Almada’s filmmaking is also significant for its portrayal of her multilayered home state, Sinaloa. In her breakout documentary feature Al Otro Lado (2005), the troubador-like corrido songs narrate the story of both traffickers and migrants. Famous corrido musicians (Los Tigres del Norte, Jenni Rivera, and Jessie Morales) provide a backdrop for Magdiel, a young fisherman and struggling aspiring musician. Magdiel’s circumstances center on the experience of living in an extremely unequal country that forces him to choose between becoming a drug dealer or crossing the border to the U.S. to pursue a better life.
El Velador (2011) portrays the invisible but latent violence in an always-growing cemetery, where a man named Martin guards the extravagant mausoleums of young men who are casualties of Mexico's drug trade. Almada’s first (and currently, only) fiction film Everything Else (2016), is a portrait of a Mexico City government bureaucrat (played by Adriana Barraza). Directing fiction gave Almada the experience of working in a more controlled and higher-scale film production, which she brings to her most recent film Users (2021), a meditative and sharp analysis of our relationship with technology through motherhood.
On the eve of her film retrospective at BAM Film, Documentary had a conversation with Almada to talk about the connections between her films, her approach to memories and context, and questioning the ethics of documentary filmmaking.
This interview has been translated from Spanish and edited for length and clarity.
DOCUMENTARY: Seeing your films together in a retrospective, we are able to zoom out and see the connections between them. El General, released in 2009, explored the past; El Velador, released in 2011, explored the present (a consequence of some of the themes explored in El General); and with Users, you explore the future of memory. What do you see when you consider your career as a filmmaker as a whole?

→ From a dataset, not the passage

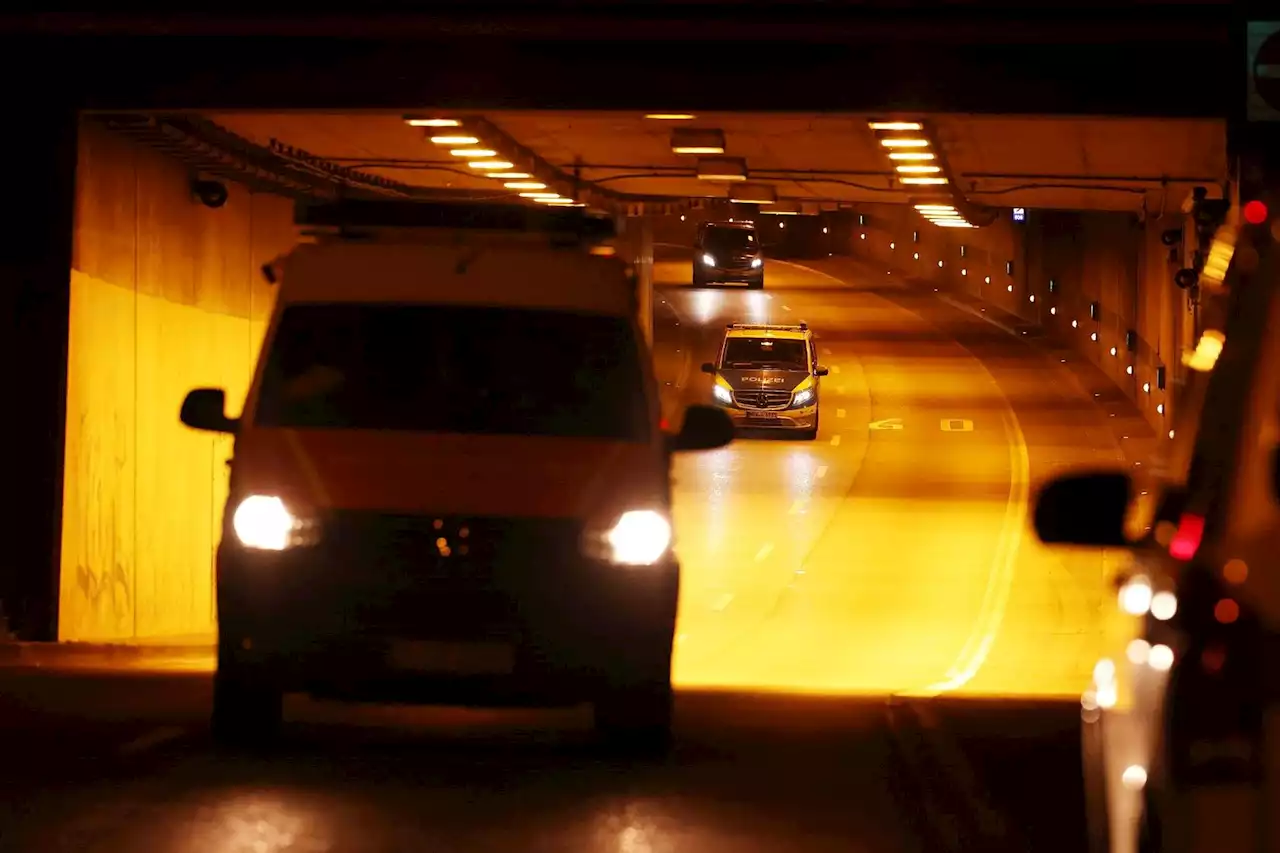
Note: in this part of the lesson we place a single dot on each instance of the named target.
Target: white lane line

NATALIA ALMADA: On one hand, I think it is an impossible question to answer because I see things that you do not see. Sometimes when I look back, the films mark different stages of my life. The span of years in which I was making them is encapsulated in the films. For example, El Velador takes me back to everything I lived while making it between 2009 and 2011. Maybe other people map out their lives differently, but for me, each film marks a chapter of my life.
What interests me is how memories are related to time. When we look back, when we look at the future, from which point of view are we looking? There is a phrase from Virginia Woolf that I have been thinking about a lot lately: “I now, I then.” It’s the idea that you are always looking at the past from where you are standing in the present—so the past is always changing. And when That idea is very interesting to me because the past is no longer something that can be fixed. Many times “documentary” wants to “fix” things: to say this happened like this, here are the witnesses and documents to prove it. But I like the more unstable idea: that we can only see the past through the lens of where we are now. I do feel that this idea about time, more than just memory, is in all my films. Then I wonder if that’s just the definition of cinema—cinema is time, and it is always related to time.